One post, for example, focuses on Abdullah ash-Shishani or Kartsinsky, from Ingush origin, killed on February 14, 2013 at Kasab in the region of Latakia. Engaged with the Chechens in the Caucasus in the early 2000s, he was arrested in 2004. Freed after some years he left then to fight in Syria in 2012. Another story reports a victory against an Assad’s military base by the Kata’ib Muhajirin brigade, consisting mainly of Caucasians and active in the area of Aleppo. That group appears to be headed by Emir Abu Omar Shishani who may be related to the late Abdullah (but the information is unconfirmed). The video spares no details of the loyalist soldiers lying dead or of a few dozens of prisoners sitting in a large room, all hooded and blinded, but apparently held in rather decent conditions. These documents echo previous podcasts released earlier, at the end of 2012, by another jihadist group in Syria, affiliated to the Kabardia-Balkaria insurrectional Jamaat. The guys here were calling their compatriots to join them, even blaming those who prefer doing nothing when in Syria women and children suffer so violently.
It is very difficult to distinguish, within these groups, those of the fighters who left the Caucasus to participate in this another Jihad, namely Syria, to those already present in the Middle East through an old and apparently radicalized diaspora. On the Caucasus Emirate’s websites, the possibility of leaving the battle has been discussed, letting think that those Caucasian fighters have defected and moved to Syria. On the principle, it seems anyway that such transfers have been accepted, since Doku Umarov himself in a message published in the fall of 2012 has stated his support for jihadist Islamist groups in Syria.

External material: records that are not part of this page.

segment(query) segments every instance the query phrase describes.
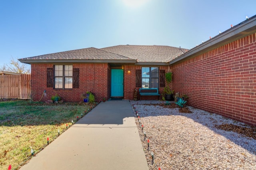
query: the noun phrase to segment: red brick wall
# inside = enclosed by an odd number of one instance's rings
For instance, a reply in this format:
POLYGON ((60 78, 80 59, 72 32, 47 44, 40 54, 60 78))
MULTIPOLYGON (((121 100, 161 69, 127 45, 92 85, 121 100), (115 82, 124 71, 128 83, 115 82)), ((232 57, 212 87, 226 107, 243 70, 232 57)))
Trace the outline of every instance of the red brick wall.
POLYGON ((256 126, 256 34, 172 67, 188 104, 256 126))
POLYGON ((47 68, 53 67, 52 64, 31 64, 31 93, 33 99, 38 101, 44 90, 46 95, 42 101, 50 100, 58 94, 66 101, 80 101, 81 94, 87 91, 95 94, 96 101, 102 101, 108 96, 110 90, 109 66, 107 63, 75 63, 74 68, 79 68, 79 88, 70 90, 54 89, 46 87, 47 68))

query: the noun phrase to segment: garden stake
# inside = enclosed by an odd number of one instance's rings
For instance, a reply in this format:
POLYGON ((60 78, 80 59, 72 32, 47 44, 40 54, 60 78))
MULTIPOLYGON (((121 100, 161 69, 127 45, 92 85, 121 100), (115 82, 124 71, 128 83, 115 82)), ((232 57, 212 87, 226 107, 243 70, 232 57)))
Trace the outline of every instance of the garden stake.
POLYGON ((34 155, 34 150, 33 150, 33 149, 32 149, 32 147, 30 147, 30 148, 31 149, 31 150, 30 150, 30 153, 31 153, 31 155, 33 156, 34 155))
POLYGON ((153 152, 151 152, 150 153, 151 154, 151 156, 152 156, 152 161, 154 162, 154 153, 153 153, 153 152))

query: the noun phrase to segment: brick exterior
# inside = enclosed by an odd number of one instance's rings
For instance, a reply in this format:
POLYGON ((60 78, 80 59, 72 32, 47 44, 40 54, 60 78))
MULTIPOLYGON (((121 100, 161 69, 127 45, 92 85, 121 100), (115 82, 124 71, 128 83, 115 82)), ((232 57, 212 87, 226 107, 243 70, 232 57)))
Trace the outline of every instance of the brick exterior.
POLYGON ((68 90, 54 89, 46 87, 47 68, 53 68, 52 64, 31 64, 31 95, 35 101, 41 97, 44 91, 42 101, 50 100, 52 95, 58 94, 66 101, 82 101, 81 94, 91 91, 95 94, 97 101, 102 101, 103 97, 110 97, 110 67, 107 63, 75 63, 74 68, 79 68, 79 88, 68 90))
MULTIPOLYGON (((80 69, 79 88, 55 90, 46 87, 47 68, 52 64, 31 64, 31 93, 39 100, 44 91, 50 99, 58 93, 64 101, 82 101, 82 93, 90 91, 97 101, 111 95, 111 67, 107 63, 74 63, 80 69)), ((132 100, 136 87, 136 70, 141 65, 124 65, 124 96, 132 100), (128 71, 130 72, 128 73, 128 71)), ((155 65, 154 67, 156 67, 155 65)), ((188 105, 245 123, 256 126, 256 34, 201 54, 170 67, 173 73, 170 83, 174 93, 186 94, 188 105)), ((168 66, 160 66, 167 71, 168 66)), ((167 83, 166 82, 166 84, 167 83)), ((163 88, 159 89, 161 94, 163 88)), ((143 96, 142 99, 156 99, 143 96)), ((159 99, 162 99, 162 96, 159 99)))
POLYGON ((188 104, 256 126, 256 34, 172 66, 172 88, 188 104))

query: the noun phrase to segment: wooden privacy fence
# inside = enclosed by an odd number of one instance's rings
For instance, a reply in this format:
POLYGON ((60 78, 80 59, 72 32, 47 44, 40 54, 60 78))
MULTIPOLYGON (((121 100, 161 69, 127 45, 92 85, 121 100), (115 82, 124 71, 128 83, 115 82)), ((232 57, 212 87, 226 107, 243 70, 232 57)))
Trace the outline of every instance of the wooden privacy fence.
POLYGON ((0 75, 0 99, 30 99, 30 75, 0 75))

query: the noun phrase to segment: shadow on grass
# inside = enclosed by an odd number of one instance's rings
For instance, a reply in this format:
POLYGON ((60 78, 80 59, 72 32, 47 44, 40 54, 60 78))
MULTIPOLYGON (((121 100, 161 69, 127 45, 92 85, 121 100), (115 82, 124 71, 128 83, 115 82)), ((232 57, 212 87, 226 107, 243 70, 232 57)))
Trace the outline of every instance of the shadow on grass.
POLYGON ((46 105, 21 100, 1 101, 0 126, 60 125, 80 117, 96 105, 74 103, 46 105))

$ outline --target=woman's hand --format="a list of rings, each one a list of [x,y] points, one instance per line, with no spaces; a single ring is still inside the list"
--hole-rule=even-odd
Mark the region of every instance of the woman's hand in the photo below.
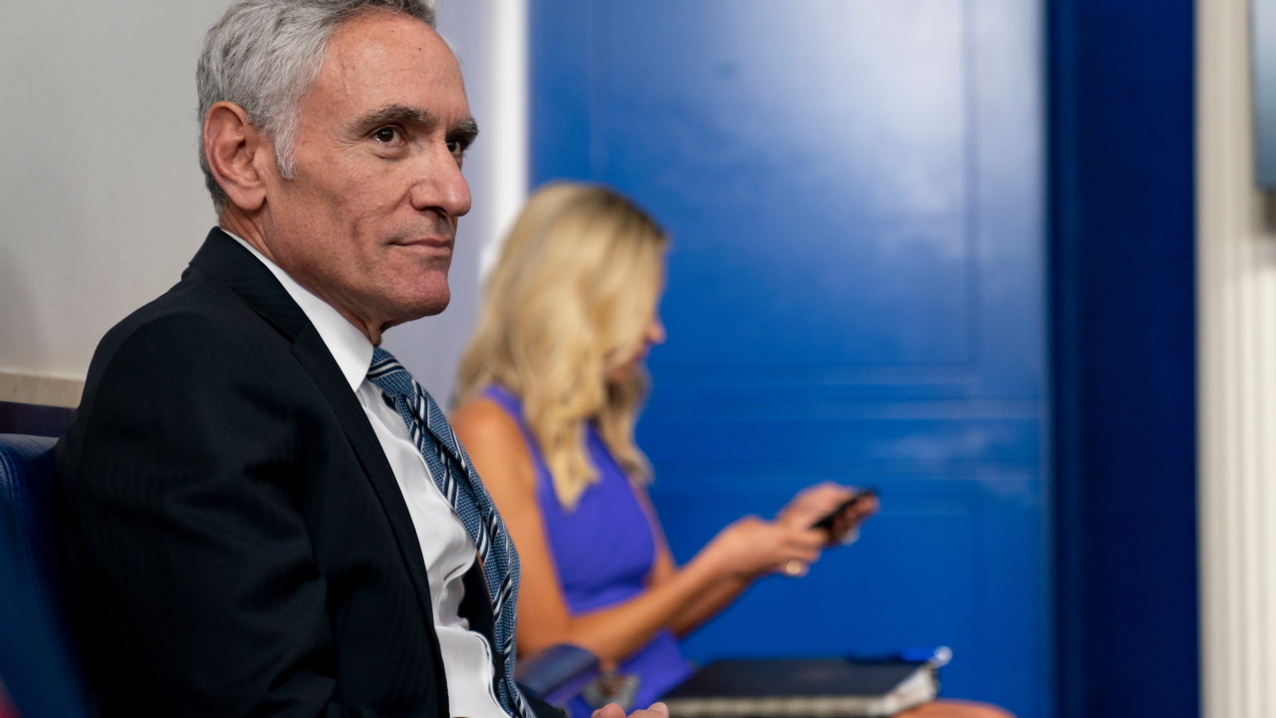
[[[752,580],[771,571],[785,571],[799,561],[801,570],[819,560],[828,535],[819,529],[766,521],[745,516],[713,537],[697,557],[720,575]],[[792,570],[787,570],[792,575]]]
[[[809,528],[815,521],[828,516],[843,501],[855,496],[854,487],[843,487],[833,482],[824,482],[806,487],[798,492],[798,496],[780,510],[776,515],[777,524],[786,524],[794,528]],[[875,496],[865,497],[854,506],[842,511],[833,520],[832,533],[822,531],[826,546],[837,543],[843,535],[854,531],[865,519],[877,514],[878,500]]]

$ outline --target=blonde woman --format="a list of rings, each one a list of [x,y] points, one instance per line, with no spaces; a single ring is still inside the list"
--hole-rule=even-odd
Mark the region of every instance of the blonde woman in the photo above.
[[[643,360],[665,340],[666,245],[642,210],[605,188],[537,192],[487,277],[453,418],[522,560],[518,649],[587,648],[620,677],[607,690],[632,705],[689,676],[678,638],[758,577],[804,574],[832,540],[810,525],[851,494],[812,487],[775,520],[740,519],[675,565],[633,439]],[[833,534],[875,510],[860,502]],[[933,715],[983,709],[968,710]],[[590,708],[577,699],[572,713]]]

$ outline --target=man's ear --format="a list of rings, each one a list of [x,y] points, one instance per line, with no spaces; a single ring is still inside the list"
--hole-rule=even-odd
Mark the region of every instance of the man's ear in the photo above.
[[[234,102],[218,102],[204,116],[204,158],[231,203],[255,212],[265,203],[267,178],[262,160],[273,167],[273,147]]]

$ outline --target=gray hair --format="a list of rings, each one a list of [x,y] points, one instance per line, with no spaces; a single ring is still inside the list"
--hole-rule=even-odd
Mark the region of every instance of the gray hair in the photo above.
[[[293,178],[292,143],[301,98],[319,75],[324,50],[343,22],[370,10],[402,13],[434,27],[434,0],[235,0],[208,29],[195,69],[199,121],[217,102],[234,102],[273,139],[285,179]],[[219,211],[228,199],[208,167],[199,167]]]

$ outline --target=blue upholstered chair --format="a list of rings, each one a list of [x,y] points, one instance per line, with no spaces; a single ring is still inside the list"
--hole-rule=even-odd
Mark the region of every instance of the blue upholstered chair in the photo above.
[[[56,439],[0,434],[0,680],[23,718],[82,718],[63,620],[54,510]],[[593,654],[555,645],[518,663],[518,682],[564,705],[597,675]]]
[[[23,718],[82,718],[61,616],[54,441],[0,434],[0,678]]]

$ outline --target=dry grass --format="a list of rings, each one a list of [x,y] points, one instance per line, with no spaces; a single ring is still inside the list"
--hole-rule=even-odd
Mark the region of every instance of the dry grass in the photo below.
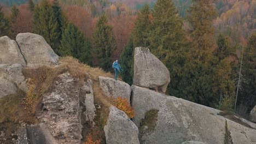
[[[253,129],[249,124],[242,121],[242,120],[240,118],[239,118],[239,116],[234,113],[234,112],[228,111],[224,111],[220,112],[219,113],[217,113],[217,115],[219,116],[222,116],[232,121],[241,124],[242,125],[245,126],[246,127]]]
[[[13,143],[12,139],[17,138],[14,133],[21,123],[30,124],[37,122],[37,119],[22,104],[25,95],[19,91],[16,94],[0,99],[0,131],[5,134],[4,137],[0,136],[0,143]]]
[[[67,70],[73,76],[79,78],[80,80],[88,79],[89,74],[93,81],[93,89],[94,93],[94,103],[101,106],[100,109],[96,111],[96,116],[94,119],[96,125],[94,127],[89,125],[84,125],[83,135],[84,141],[89,135],[91,135],[94,139],[100,140],[101,143],[106,143],[104,139],[104,126],[107,121],[109,112],[109,107],[113,104],[113,99],[104,95],[100,86],[98,77],[114,77],[114,75],[110,73],[106,73],[99,68],[92,68],[88,65],[79,63],[78,59],[72,57],[66,57],[60,59],[61,65],[66,67]]]
[[[113,78],[113,75],[106,73],[100,68],[92,68],[86,64],[79,63],[78,59],[72,57],[66,57],[60,59],[62,65],[66,65],[69,73],[76,77],[85,77],[89,74],[92,80],[97,81],[98,76],[109,77]]]
[[[30,80],[27,84],[30,91],[26,94],[25,103],[30,113],[34,114],[39,110],[42,96],[51,91],[58,75],[67,71],[67,68],[61,65],[54,67],[44,66],[37,69],[24,69],[24,75]],[[30,89],[31,87],[33,87],[32,91]],[[34,98],[31,98],[31,97]]]
[[[86,131],[83,136],[85,138],[86,136],[91,134],[94,139],[101,140],[102,143],[105,143],[103,128],[108,119],[109,107],[113,104],[113,101],[112,99],[106,97],[102,91],[100,86],[98,77],[102,76],[113,78],[112,74],[106,73],[101,68],[92,68],[79,63],[78,59],[72,57],[60,58],[60,65],[57,66],[42,67],[37,69],[26,68],[22,72],[26,79],[31,80],[29,81],[32,81],[32,83],[28,83],[28,86],[31,86],[32,84],[34,85],[33,86],[34,86],[34,90],[32,92],[31,91],[30,93],[31,93],[31,95],[33,95],[33,97],[34,95],[35,99],[34,100],[30,99],[30,100],[32,99],[33,101],[28,103],[31,104],[28,106],[26,104],[26,100],[30,99],[26,97],[26,95],[28,95],[27,93],[23,93],[19,96],[15,95],[7,97],[8,99],[0,99],[1,106],[0,124],[2,124],[2,127],[13,130],[14,128],[7,126],[8,125],[6,122],[9,122],[13,124],[9,124],[10,125],[17,127],[19,124],[15,125],[14,123],[17,123],[20,121],[28,122],[30,123],[37,123],[35,113],[42,108],[42,96],[53,90],[54,87],[53,84],[60,74],[69,72],[73,77],[79,78],[79,81],[83,81],[89,77],[90,77],[93,81],[95,104],[100,105],[101,108],[96,111],[96,116],[94,119],[96,125],[94,127],[88,125],[88,129],[84,130]],[[1,128],[1,127],[0,129]],[[1,143],[1,141],[0,143]]]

More generally, the Emirate through the media it controls, continually strives to renew the relationship with foreign jihadist movements. If Syria is now the focal point and the most popular destination, the lawless AfPak tribal areas, straddling over Afghanistan and Pakistan, are also objects of sustained attention. A connection with the Jund al-Khilafah group which claimed killings in Toulouse (France) in 2012 by Mohammed Merah and bombings in Kazakhstan in late 2011 is already established. Similarly, homage is paid to Abu Yahya (al-Libi). There is no evidence however that militants from the Emirate travel through Central Asia to go and fight in Afghanistan. Links are primarily ideological. They also still operate mostly one-way. Fairly revealing is the Emirate announcing the publication in Russian of the latest issue of the salafist “Inspire” magazine, but the journal so far has never mentioned the Caucasian long-lasting up-rising.